Real-time visibility and control See granular details about user and admin activity in Azure. Enforce policies in real-time with context like users, Active Directory group, location, activity, and content and block risky behavior. Do things like prevent users from intentionally deleting storage accounts or CORS rules. Additionally, Netskope can tell the difference between instances such as production, versus a sandbox, versus a QA instance or even a personal one. This lets you craft different policies for each instance instead of having the same set across all instances. And finally, set access controls across Azure by placing differing levels of access based on managed and unmanaged devices.

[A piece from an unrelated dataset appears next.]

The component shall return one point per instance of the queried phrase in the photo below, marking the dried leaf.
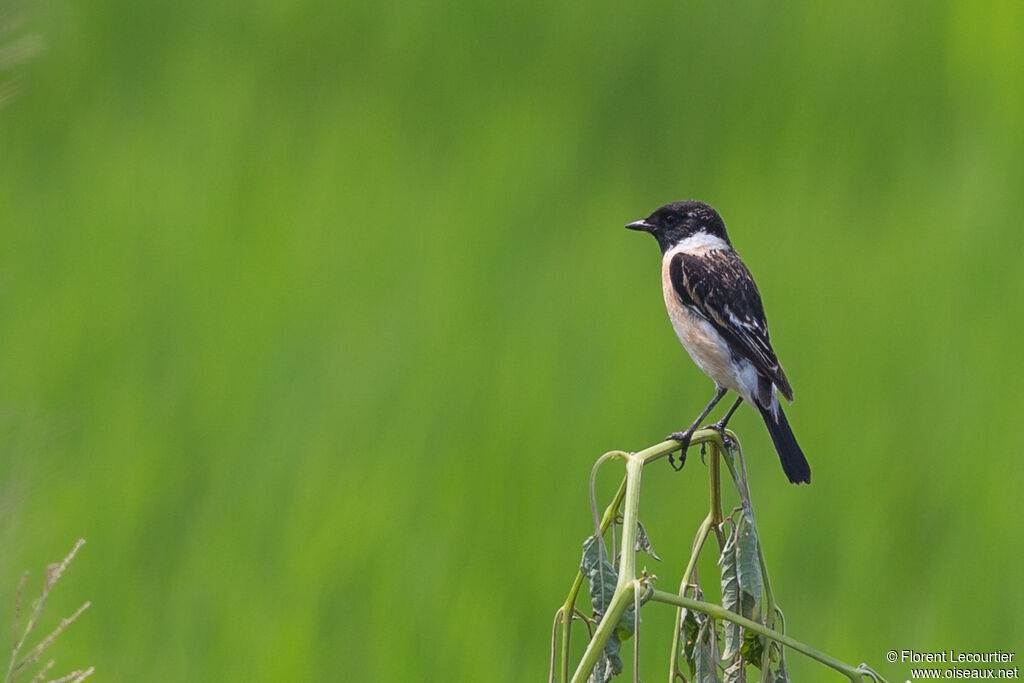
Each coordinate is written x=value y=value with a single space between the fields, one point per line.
x=730 y=595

Continuous Security Assessment
Azure environments are dynamic and need to be continuously monitored for misconfigurations and vulnerabilities. With Netskope, get a clear picture of your cloud security posture and see how the environment is performing against standards and best practices like CIS (Center for Internet Security) benchmarks. The CIS Benchmark supports many best practices for configuration, including confirming that two-factor authentication is enabled, and that access keys are rotated every 90 days, or least access is enabled for Virtual Private Cloud (VPCs). If violations are found, items are flagged as critical, high, medium, or low. With an easy way to monitor and report on the security of the environment, admins can run a report for auditors and quickly remediate and address gaps that were found using recommended guidance. services
Advanced Threat Protection
Netskope offers multi-layered threat detection and response capabilities for user accounts on Azure. Multiple layers of threat detection include advanced malware inspection in real-time file uploads and downloads, anomaly detection, heuristic analysis, and sandbox analysis, which are all dynamically updated using multiple intelligence sources. Spot compromised credentials or potential account takeover situations and other anomalies and cloud threats by tracking login attempts, login failures, and more. Customise anomaly detection based on specific rules or utilise machine-intelligence to identify cloud anomalies.
360° Data Protection
Use Netskope’s industry-leading DLP to prevent loss of sensitive data. Use predefined DLP profiles to detect content such as Personally Identifiable Data (PII), Payment Card Industry (PCI), Protected Health Information (PHI), source code, profanity, and more. Additionally, build custom DLP profiles using Netskope’s robust set of advanced DLP features such as 3,000+ data identifiers, over 1,000 file types, support for language agnostic double-byte characters, custom regular expressions, pattern matching, proximity analysis, fingerprinting, and exact match. These policies can be applied to realtime activities, such as uploads and downloads within Microsoft Azure.